Le premier nom sur la liste est celui de Simon, "auquel il donna le nom de Pierre". Changer le nom d'une personne, c'est exercer une autorité particulière sur cette personne (voir leçon 2, p. 17). L'action de Jésus souligne l'autorité spéciale que Jésus aura sur Pierre (le Roc), le chef des Douze. Quand Dieu change le nom d'une personne, c'est pour lui donner une tâche spéciale, un rôle spécial dans son travail (voir Gn 17,5, leçon 2, p. 8). Bien que Marc ne s'étende pas sur le rôle de Pierre ou sur le sens de son nouveau nom, il est clair que la tradition qu'il employait y voyait une importance particulière. Matthieu précisera beaucoup cette tradition (Mt 16,13s).

Jacques et Jean reçoivent un nom pour deux, "fils du tonnerre". Cela semble indiquer pour eux un statut spécial parmi les Douze avec Pierre. Ce sont les trois qui seront témoins de la Transfiguration (9,2-8) et de l'agonie au jardin des Oliviers (14,32-42). Pierre, Jacques et Jean sont aussi admis quand Jésus ressuscite la fille du chef de la synagogue (5,37).
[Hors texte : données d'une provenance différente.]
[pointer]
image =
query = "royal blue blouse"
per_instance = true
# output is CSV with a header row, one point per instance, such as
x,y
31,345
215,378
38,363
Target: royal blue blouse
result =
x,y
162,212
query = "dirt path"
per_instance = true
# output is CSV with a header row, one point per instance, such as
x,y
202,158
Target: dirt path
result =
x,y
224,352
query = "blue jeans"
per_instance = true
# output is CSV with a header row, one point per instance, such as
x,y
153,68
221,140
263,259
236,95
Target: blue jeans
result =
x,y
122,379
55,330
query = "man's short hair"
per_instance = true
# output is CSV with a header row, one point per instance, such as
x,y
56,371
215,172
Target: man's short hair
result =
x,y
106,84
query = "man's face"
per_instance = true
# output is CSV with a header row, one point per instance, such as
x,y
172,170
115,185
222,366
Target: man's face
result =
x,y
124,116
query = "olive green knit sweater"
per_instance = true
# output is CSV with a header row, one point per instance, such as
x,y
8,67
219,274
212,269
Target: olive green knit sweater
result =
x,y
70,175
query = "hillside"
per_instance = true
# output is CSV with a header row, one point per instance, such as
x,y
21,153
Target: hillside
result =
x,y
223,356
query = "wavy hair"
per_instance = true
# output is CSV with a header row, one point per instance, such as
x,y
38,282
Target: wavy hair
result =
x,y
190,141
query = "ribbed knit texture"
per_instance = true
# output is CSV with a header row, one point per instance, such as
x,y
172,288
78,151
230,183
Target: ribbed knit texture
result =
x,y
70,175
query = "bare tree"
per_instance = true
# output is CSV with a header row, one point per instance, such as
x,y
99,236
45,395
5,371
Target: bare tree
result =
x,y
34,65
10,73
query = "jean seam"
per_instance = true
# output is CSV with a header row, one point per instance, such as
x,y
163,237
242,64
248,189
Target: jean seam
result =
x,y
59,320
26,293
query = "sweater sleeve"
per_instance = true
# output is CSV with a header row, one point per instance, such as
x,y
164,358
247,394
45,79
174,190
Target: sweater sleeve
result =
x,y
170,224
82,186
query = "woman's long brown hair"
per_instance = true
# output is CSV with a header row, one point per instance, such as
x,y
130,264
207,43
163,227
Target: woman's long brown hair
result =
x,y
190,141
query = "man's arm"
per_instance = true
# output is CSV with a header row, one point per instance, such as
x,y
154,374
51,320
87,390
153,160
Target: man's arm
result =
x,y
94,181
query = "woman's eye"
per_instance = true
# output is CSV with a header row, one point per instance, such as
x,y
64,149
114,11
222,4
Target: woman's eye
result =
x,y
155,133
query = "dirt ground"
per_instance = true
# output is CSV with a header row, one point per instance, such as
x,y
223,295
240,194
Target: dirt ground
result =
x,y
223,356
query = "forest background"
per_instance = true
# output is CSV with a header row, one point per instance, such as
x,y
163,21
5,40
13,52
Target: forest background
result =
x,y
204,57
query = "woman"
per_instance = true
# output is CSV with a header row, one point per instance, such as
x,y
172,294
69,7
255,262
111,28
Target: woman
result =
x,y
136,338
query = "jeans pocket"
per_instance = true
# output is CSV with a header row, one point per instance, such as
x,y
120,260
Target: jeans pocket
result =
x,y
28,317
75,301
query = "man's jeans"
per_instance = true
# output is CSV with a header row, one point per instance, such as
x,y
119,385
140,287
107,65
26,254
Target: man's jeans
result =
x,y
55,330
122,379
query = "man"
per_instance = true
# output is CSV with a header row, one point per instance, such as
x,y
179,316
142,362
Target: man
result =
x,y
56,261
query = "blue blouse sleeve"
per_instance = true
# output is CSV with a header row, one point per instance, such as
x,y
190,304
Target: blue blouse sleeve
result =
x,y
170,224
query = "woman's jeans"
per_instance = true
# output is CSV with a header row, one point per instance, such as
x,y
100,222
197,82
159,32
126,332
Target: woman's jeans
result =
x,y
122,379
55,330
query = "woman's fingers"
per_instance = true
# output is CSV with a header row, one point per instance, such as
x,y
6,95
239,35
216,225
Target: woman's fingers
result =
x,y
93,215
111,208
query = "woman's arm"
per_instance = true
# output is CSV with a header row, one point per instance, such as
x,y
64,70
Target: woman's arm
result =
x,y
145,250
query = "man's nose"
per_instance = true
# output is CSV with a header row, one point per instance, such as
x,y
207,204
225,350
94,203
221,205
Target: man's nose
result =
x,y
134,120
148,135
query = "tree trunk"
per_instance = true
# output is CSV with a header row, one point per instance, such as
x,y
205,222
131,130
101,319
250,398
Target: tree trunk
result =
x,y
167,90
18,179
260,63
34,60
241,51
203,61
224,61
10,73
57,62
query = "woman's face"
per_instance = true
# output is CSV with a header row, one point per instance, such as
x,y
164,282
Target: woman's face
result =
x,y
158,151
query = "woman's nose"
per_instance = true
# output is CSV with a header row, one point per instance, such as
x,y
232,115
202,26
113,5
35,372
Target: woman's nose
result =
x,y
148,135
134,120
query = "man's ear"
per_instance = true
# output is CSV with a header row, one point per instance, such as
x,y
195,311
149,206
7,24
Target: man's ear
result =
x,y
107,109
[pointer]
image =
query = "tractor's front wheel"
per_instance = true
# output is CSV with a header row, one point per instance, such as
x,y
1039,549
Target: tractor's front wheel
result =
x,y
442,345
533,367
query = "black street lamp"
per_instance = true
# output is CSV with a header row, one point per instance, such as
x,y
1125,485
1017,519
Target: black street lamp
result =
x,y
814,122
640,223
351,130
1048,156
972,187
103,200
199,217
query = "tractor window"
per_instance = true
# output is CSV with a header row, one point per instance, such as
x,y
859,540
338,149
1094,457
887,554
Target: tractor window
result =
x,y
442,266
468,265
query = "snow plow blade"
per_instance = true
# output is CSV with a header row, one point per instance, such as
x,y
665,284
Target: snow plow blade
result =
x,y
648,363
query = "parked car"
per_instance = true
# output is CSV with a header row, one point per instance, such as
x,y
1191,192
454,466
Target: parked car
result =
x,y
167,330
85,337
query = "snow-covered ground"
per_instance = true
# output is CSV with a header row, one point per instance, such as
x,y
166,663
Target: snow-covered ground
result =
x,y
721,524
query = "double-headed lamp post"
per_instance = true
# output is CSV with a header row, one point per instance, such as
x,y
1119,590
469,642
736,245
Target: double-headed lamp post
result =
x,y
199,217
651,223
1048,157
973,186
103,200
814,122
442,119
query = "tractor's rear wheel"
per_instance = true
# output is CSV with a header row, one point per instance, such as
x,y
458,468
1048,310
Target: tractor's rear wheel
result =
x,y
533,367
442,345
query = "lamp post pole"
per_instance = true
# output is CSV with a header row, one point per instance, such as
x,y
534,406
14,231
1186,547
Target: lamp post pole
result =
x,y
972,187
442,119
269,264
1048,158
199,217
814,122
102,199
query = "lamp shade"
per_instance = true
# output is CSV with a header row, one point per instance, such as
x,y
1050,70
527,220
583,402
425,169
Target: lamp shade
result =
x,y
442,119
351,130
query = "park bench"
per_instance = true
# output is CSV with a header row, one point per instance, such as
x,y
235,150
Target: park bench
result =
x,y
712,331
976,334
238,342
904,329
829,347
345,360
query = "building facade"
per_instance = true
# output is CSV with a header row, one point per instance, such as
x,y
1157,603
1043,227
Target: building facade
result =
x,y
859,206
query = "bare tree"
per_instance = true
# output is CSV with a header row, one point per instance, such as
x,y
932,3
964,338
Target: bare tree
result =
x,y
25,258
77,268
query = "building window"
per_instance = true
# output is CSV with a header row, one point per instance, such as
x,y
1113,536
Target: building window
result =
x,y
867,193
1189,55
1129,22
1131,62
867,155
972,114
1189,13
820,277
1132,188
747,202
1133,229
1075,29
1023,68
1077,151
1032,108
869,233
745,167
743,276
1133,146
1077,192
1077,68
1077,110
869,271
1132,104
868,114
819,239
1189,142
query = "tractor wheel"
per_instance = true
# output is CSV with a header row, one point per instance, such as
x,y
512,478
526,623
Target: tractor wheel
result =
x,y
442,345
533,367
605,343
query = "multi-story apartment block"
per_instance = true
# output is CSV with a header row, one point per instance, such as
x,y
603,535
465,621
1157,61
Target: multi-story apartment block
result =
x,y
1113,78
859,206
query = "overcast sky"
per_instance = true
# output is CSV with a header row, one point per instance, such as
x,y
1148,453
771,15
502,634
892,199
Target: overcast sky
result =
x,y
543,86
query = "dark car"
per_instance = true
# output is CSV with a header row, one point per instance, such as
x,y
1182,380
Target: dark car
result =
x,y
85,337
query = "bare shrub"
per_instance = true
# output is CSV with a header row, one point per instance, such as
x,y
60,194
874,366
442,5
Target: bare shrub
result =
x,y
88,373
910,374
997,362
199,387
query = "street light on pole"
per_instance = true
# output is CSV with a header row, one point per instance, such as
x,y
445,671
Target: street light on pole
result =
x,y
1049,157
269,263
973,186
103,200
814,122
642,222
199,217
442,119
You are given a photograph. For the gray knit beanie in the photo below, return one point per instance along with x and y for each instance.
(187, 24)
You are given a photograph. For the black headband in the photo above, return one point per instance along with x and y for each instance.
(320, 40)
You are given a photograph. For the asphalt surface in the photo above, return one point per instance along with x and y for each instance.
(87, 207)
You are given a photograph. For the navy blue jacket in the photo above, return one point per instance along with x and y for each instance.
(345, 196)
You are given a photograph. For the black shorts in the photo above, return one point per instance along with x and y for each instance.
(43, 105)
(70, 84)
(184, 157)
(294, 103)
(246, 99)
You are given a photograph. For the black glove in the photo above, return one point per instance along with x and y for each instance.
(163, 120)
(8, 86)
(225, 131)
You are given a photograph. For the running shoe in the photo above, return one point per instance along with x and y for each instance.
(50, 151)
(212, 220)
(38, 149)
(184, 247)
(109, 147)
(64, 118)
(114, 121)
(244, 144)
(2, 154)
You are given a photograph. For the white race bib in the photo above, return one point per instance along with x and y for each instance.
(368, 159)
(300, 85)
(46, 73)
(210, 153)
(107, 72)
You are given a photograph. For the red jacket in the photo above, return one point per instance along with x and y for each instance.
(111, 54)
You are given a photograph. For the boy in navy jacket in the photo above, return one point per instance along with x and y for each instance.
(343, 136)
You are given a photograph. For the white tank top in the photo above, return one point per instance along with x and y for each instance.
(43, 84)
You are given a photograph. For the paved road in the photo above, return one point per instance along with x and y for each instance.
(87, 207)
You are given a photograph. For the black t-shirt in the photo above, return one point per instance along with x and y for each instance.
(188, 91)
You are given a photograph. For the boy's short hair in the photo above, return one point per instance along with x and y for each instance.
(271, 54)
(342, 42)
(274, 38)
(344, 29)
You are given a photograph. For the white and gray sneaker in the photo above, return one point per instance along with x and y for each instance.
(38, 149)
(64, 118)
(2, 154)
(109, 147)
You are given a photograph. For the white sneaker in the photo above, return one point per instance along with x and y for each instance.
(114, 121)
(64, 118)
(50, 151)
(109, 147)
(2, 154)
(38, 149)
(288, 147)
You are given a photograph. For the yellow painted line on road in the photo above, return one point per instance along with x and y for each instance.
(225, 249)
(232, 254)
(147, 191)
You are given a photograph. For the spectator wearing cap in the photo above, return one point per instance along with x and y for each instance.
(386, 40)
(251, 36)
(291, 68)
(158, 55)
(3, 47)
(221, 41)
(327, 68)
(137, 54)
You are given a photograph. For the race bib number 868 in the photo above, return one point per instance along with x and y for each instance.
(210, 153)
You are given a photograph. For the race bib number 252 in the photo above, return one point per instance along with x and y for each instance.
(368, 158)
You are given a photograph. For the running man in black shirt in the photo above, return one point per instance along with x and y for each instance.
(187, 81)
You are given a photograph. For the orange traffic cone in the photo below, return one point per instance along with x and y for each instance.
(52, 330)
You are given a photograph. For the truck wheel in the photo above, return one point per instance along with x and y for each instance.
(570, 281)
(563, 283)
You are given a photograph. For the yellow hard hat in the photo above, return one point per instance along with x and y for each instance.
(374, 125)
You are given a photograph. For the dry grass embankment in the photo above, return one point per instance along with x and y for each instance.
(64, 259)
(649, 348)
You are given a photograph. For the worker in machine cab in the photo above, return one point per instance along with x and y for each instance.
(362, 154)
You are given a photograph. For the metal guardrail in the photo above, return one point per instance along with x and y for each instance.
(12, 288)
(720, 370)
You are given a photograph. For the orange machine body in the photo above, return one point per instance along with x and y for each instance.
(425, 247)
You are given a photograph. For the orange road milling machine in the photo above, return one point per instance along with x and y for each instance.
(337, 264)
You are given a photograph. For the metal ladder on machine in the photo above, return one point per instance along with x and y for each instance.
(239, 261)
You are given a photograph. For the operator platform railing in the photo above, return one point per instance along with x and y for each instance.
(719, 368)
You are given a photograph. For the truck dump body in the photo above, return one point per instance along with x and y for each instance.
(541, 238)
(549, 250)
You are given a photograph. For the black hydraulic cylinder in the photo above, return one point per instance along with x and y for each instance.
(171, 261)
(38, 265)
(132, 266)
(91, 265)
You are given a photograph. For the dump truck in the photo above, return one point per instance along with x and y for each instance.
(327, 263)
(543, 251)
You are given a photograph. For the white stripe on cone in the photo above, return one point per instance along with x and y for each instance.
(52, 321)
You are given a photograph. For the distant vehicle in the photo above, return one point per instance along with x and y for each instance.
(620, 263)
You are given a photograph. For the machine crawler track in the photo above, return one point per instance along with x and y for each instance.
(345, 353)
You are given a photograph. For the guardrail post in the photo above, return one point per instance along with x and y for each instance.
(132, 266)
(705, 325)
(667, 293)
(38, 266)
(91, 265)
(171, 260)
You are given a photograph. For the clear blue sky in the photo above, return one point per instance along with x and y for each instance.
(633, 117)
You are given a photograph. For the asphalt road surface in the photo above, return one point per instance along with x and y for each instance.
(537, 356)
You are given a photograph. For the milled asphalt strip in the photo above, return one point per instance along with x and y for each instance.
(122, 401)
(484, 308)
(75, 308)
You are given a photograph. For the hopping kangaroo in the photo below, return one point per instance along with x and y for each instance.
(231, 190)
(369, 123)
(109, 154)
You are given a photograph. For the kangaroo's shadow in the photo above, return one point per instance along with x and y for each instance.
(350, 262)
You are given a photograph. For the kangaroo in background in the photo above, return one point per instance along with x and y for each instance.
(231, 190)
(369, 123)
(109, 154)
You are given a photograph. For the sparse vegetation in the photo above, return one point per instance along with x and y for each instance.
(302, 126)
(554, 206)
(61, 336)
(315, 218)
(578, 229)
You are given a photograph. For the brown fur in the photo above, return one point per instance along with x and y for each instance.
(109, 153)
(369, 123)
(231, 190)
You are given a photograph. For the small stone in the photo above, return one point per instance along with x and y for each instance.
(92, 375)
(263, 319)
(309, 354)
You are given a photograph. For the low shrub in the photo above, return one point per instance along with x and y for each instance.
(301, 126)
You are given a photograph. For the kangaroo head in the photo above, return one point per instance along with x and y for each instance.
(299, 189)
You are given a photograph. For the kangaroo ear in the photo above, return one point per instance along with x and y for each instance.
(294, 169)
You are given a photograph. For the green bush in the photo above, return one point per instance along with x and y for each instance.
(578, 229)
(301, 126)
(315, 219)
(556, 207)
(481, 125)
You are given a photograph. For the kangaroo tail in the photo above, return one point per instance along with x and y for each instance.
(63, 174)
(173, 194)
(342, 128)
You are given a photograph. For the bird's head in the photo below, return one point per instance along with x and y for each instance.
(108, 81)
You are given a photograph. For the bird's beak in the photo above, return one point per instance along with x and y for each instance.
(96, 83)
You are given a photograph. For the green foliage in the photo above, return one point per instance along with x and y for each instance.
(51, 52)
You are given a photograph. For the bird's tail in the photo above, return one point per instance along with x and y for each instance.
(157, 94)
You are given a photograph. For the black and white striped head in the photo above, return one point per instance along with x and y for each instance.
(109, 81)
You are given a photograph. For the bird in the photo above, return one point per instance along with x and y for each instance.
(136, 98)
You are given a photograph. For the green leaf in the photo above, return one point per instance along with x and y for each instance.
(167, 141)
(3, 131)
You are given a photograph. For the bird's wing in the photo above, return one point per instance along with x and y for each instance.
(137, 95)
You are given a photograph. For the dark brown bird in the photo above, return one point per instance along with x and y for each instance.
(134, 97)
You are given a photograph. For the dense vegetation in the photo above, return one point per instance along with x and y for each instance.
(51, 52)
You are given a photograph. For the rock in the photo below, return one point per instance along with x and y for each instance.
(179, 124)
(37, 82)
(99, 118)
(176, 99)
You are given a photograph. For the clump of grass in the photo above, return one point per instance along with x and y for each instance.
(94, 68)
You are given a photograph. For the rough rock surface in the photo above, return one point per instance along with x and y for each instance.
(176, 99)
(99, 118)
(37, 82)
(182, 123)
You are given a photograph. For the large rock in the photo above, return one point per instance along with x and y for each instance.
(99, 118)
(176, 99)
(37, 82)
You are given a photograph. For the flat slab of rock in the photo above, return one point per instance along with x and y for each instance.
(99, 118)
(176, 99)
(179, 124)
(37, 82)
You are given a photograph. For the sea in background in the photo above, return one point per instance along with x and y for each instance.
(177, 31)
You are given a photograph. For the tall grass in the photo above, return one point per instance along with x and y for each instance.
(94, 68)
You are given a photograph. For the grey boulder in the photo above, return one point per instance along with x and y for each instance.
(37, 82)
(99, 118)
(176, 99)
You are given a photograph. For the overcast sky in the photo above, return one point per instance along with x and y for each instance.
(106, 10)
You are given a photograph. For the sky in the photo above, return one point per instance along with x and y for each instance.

Il est des plus intéressants de noter un trait de ce groupe de douze hommes. Ils représentent la plus vaste gamme d'opinion que l'on puisse trouver dans le peuple de Dieu. Nous avons Matthieu, qui était collecteur d'impôts, un "impur" qui collaborait avec les Romains à extorquer de l'argent aux gens (Mt 9,9). Dans le même groupe se trouve Simon le Zélé, représentant les ennemis jurés des Romains à l'époque, qui croyaient à l'éviction des Romains par la violence. Nous pouvons supposer que les dix autres représentaient diverses positions intermédiaires. Quand on nous dit que les Douze discutaient entre eux sur celui qui était le plus grand (ex. Mc 9,33s), nous pouvons imaginer que certains de leurs arguments étaient violents et très politiques. Marc souligne aussi la présence du traître, Judas Iscariote.

Nous avons vu les grandes foules, les disciples et le choix des Douze. Marc passe maintenant à un domaine plus délicat, celui des parents de Jésus qui viennent de Nazareth. Marc fait remarquer que les foules étaient si nombreuses et que Jésus était si occupé qu'il négligeait de s'occuper de lui-même. Puisque la responsabilité de veiller sur un des leurs qui ne subvenait pas à ses propres besoins incombait à la parenté de celui-ci, sa famille décide de faire son devoir vis-à-vis de Jésus.

Lecture Marc 3,20-21

Sa négligence en ce qui le concerne porte les gens à croire que Jésus a perdu la raison. Mus par l'intérêt qu'ils portent à Jésus, ses parents se proposent de voir par eux-mêmes et d'agir si c'est nécessaire. Les bruits qui couraient laissaient entendre que Jésus était fou; de là, il n'y avait qu'un pas à insinuer qu'il était possédé d'un esprit mauvais. Un groupe d'érudits venus de Jérusalem portent exactement cette accusation.